Yabancı hekim istihdam etme düşüncelerini eleştirenlere de tepki gösteren Erdoğan, şöyle devam etti:

"Türk hekimlerine güvenmiyormuşuz gibi meseleyi çarpıttılar. Oturup düşünüyorum ben mi anlatamıyorum diye. Ya bizim söylediğimizi anlamıyorlar ya da anlamak istemiyorlar. Bu feveran niye? Bu eleştireler açık bir haksızlıktır. Bizim vatandaşlarımız yurt dışına tedaviye gidiyorsa o hekim buraya gelip çalışsın. Türkiye'ye dönemeyen hekimlerimiz var, çünkü kanun buna izin vermiyor. Gazi Yaşargil örneği var. Allah'tan Yaşargil'in çifte vatandaşlığı var da gelebiliyor. İlimde, bilgide rekabet bizi ürkütmemelidir. Bizim doktorumuz nasıl ki Avrupa'da başarılı çalışıyorsa, standartları taşıyan yabancı hekimler de gelip çalışabilmeliler."
Başbakan Erdoğan, hekim sayısının artmasıyla hem vatandaşa daha kaliteli sağlık hizmeti verileceğini hem de Türkiye'deki hekimlerin işinin kolaylaşacağını bildirdi. Erdoğan, kesintisiz sağlık hizmeti için bütün imkanlarını seferber ettiklerini de sözlerine ekledi.

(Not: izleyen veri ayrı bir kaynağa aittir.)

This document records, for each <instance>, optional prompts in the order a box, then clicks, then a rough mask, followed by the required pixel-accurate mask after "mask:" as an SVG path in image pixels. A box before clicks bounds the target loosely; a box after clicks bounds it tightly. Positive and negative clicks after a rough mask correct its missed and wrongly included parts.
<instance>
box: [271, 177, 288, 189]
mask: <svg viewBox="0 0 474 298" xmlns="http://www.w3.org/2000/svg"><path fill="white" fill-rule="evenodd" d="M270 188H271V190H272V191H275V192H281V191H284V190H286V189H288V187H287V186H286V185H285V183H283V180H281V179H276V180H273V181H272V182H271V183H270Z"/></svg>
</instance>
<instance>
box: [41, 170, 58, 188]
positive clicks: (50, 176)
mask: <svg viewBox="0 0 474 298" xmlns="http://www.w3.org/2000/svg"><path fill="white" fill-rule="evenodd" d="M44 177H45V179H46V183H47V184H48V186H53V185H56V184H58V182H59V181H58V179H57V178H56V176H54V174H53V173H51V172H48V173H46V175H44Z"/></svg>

TBMM Başkanı Arınç ise, Sağlık Bakanlığı'nın çalışmalarını eleştirirken, yapılanları görmezlikten gelmenin, küçümsemenin ve aşağılamanın kimseye yarar getirmeyeceğini ifade etti. Arınç, Türkiye'de bazı sivil toplum kuruluşlarının ideolojik kavga içinde olduğunu da ileri sürdü.
Tören sonunda Başbakan Erdoğan, 81 ilde yılın doktoru seçilen hekimlere ödül verdi.